We review Van Mol’s unpreserved challenge to the consideration of the bare arrest record for plain error. See Puckett v. United States, 556 U.S. 129, 135 (2009); United States v. Neal, 578 F.3d 270, 272 (5th Cir. 2009). Contrary to Van Mol’s assertions, the district court did not expressly refer to or rely on his bare arrest record at sentencing, nor did the probation officer recommend a variance or departure based on the bare arrest record. The court’s comments at sentencing of which Van Mol complains were at most ambiguous. Thus, any error was not clear or obvious. See Puckett, 556 U.S. at 135.

With respect to substantive reasonableness, we assume that Van Mol preserved that issue by making the same arguments for a downward variance that he raises here, notwithstanding the lack of objection to reasonableness.
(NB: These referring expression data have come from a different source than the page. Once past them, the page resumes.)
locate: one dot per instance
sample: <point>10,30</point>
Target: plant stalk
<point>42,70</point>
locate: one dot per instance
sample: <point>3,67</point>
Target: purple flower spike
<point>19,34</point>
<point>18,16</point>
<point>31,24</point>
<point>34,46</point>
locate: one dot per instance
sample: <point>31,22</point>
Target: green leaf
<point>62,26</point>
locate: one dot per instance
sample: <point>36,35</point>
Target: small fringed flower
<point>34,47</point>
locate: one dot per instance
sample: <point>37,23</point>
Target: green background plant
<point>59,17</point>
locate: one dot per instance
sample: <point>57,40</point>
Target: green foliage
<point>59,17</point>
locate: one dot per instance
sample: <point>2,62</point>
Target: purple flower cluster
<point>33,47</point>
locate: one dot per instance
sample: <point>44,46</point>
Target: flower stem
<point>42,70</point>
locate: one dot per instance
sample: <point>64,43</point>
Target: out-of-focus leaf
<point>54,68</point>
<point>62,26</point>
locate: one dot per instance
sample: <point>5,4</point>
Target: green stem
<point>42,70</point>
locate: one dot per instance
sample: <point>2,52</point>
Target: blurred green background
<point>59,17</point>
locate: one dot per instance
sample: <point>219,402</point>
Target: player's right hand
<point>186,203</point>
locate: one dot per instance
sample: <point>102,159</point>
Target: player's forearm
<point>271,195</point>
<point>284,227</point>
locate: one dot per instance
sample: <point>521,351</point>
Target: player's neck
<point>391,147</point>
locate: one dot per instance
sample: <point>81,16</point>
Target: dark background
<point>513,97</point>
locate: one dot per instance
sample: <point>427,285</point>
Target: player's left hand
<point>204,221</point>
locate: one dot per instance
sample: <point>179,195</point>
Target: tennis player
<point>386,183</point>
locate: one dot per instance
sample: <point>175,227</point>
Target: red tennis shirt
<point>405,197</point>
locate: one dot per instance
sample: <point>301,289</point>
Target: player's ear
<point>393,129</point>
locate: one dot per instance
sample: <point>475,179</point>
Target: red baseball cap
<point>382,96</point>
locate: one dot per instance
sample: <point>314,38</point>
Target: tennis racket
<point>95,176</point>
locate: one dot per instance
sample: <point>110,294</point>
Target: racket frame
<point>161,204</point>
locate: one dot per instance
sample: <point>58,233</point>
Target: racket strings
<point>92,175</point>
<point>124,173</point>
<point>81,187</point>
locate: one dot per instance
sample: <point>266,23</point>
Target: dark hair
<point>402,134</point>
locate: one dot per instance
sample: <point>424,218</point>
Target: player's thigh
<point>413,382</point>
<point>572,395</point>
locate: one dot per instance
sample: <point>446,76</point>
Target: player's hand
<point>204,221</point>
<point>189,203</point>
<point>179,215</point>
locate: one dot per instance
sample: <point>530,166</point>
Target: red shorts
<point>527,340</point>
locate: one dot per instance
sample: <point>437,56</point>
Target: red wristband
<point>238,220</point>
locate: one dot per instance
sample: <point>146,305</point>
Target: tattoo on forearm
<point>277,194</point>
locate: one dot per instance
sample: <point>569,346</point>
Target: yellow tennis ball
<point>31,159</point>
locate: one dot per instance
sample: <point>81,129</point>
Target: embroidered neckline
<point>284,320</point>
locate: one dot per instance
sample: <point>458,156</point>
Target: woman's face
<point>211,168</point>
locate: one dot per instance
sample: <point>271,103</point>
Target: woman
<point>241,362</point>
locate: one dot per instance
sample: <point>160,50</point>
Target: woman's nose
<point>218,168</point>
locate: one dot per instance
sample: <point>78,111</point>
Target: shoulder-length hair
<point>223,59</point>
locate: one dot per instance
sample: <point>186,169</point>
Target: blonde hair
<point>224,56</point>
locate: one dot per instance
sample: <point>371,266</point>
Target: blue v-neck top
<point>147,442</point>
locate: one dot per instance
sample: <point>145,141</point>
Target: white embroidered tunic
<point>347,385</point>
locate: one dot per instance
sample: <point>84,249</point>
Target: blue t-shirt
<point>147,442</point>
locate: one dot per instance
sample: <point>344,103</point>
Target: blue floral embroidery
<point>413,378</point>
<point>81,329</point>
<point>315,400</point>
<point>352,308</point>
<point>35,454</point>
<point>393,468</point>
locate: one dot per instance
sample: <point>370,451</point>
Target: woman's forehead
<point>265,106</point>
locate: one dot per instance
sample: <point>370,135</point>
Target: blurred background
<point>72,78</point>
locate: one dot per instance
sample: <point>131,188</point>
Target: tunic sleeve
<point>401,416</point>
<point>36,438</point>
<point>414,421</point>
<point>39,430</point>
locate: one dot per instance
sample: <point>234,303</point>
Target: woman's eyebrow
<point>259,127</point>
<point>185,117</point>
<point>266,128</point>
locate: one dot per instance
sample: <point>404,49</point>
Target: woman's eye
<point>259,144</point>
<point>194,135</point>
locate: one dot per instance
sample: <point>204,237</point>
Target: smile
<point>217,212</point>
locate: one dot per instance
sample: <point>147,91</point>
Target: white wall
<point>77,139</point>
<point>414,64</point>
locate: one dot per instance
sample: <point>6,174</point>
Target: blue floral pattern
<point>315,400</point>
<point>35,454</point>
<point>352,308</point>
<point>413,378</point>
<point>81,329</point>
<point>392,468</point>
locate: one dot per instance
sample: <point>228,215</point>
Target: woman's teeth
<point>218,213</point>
Cf. Holguin-Hernandez v. United States, 140 S. Ct. 762, 766 (2020). The record shows that the court listened to his mitigating arguments and considered the 18 U.S.C. § 3553(a) factors. Van Mol fails to overcome the presumption of reasonableness that applies to within-guidelines sentences by showing that the sentence failed to account for significant factors, gave weight to an improper factor, or represented a clear error of judgment in balancing the sentencing factors. See United States v. Rashad, 687 F.3d 637, 644 (5th Cir. 2012); United States v. Alonzo, 435 F.3d 551, 554 (5th Cir. 2006). To the extent his argument regarding consideration of the bare arrest record implicates substantive reasonableness, it fails for the same reasons set out above.

The judgment of the district court is AFFIRMED.